Après son installation officielle, le Sénat franchit une nouvelle étape décisive. Le règlement intérieur de la haute chambre vient en effet de recevoir le quitus de la Cour constitutionnelle, ouvrant la voie à l’organisation et au fonctionnement effectif de l’institution. De sources concordantes, les sénateurs sont conviés à la plénière devant aboutir à l’élection du bureau ce jeudi, 06 août 2026…
Le processus avait débuté avec l’installation solennelle des sénateurs, marquée par des échanges sur les missions et les prérogatives de la nouvelle chambre. Une semaine après l’entrée en fonction des nouveaux sénateurs, l’institution accélère sa mise en place. Le cap est désormais clairement fixé : doter le Sénat de ses organes de direction.
Saisie pour avis de conformité, la Cour constitutionnelle a validé le document sans réserve majeure. Cette décision lève le dernier verrou juridique avant la mise en place des instances de direction.
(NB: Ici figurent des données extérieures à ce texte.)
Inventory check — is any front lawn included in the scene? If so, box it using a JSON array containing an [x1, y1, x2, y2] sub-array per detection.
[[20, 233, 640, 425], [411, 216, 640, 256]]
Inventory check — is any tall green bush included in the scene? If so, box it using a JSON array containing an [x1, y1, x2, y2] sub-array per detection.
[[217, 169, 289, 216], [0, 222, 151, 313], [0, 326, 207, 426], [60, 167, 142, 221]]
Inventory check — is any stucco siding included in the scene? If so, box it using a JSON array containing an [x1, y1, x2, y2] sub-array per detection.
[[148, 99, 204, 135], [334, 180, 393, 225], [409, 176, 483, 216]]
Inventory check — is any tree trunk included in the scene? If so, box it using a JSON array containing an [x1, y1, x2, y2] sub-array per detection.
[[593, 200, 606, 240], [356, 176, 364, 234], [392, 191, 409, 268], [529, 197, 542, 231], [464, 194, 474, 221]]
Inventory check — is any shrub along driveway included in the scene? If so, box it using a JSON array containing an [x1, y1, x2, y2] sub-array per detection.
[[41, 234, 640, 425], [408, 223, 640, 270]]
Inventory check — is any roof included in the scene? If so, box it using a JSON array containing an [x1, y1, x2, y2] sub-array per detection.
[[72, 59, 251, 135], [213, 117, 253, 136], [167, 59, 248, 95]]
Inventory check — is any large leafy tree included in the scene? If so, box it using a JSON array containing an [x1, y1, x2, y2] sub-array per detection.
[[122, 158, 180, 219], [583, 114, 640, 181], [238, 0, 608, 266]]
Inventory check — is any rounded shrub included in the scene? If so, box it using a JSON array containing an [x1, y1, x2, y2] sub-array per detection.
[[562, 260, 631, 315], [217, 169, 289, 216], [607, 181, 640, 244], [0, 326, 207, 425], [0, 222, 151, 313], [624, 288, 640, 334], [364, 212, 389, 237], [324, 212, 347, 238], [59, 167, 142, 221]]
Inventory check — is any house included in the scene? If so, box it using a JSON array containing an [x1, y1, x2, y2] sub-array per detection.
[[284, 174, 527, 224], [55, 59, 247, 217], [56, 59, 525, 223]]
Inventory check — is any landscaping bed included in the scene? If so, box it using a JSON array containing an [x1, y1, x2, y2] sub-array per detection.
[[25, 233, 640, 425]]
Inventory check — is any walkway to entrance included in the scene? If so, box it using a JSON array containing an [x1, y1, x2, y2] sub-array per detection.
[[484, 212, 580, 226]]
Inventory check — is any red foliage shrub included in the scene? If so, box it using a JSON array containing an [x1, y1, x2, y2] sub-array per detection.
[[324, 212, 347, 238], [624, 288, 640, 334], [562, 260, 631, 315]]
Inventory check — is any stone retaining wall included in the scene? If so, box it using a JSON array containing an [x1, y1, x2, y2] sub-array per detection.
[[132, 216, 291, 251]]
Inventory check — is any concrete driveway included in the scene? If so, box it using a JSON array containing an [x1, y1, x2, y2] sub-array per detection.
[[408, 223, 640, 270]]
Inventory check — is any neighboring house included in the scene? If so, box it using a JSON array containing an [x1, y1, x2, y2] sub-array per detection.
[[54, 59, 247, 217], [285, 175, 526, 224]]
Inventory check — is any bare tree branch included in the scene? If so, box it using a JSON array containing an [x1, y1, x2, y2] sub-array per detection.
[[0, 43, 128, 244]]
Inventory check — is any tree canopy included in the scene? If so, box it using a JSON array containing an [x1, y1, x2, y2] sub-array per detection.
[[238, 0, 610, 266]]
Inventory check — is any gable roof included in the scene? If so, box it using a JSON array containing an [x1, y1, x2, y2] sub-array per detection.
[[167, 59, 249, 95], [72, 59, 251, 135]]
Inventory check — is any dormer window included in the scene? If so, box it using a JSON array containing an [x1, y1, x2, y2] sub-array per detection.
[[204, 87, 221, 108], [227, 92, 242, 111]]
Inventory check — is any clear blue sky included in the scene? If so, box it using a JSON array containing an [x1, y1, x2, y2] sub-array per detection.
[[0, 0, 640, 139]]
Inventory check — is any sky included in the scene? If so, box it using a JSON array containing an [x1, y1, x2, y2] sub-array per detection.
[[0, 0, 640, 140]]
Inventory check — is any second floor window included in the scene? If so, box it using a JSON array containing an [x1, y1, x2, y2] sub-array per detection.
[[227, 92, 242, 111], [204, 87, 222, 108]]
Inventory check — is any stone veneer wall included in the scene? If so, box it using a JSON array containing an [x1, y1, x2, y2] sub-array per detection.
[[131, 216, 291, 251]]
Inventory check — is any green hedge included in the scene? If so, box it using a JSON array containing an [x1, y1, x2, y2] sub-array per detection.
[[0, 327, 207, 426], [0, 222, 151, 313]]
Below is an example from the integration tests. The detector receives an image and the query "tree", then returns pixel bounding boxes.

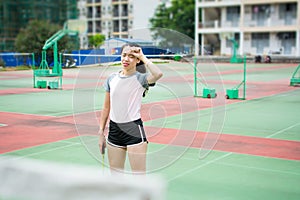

Ce texte détermine l’organisation des sessions, les pouvoirs du président, le fonctionnement des commissions, ainsi que les modalités de vote et de discipline.
Fort de cette validation, le Sénat peut désormais se projeter sur l’essentiel : l’élection de son bureau. Selon les informations recueillies, les sénateurs se retrouveront ce jeudi, 06 août 2026 en séance plénière pour désigner le président, les vice-présidents, les secrétaires et les questeurs qui piloteront les travaux de la législature.
Un rendez-vous attendu qui va donner au Sénat son visage définitif et lui permettre d’entrer pleinement dans sa mission de représentation et de contrôle de l’action gouvernementale.
Plusieurs consultations informelles sont déjà en cours entre les différents groupes et sensibilités pour dégager des consensus. L’enjeu est de taille : le bureau déterminera le ton, le rythme et les priorités de la chambre haute pour toute la législature.
Au-delà du symbole, cette étape marque le passage du Sénat du statut d’institution nouvellement installée à celui d’institution pleinement fonctionnelle.
Les sénateurs devraient, dès l’élection du bureau, se pencher sur le calendrier législatif, la mise en place des commissions permanentes et l’examen des premiers dossiers transmis par le gouvernement. Pour de nombreux observateurs, le 6 août constituera donc un tournant. Il permettra au Sénat de quitter la phase protocolaire pour entrer dans le concret de sa mission : représenter les collectivités territoriales, contrôler l’action du gouvernement et participer à l’élaboration de la loi. En attendant, le suspens reste entier quant à la composition du bureau du Sénat.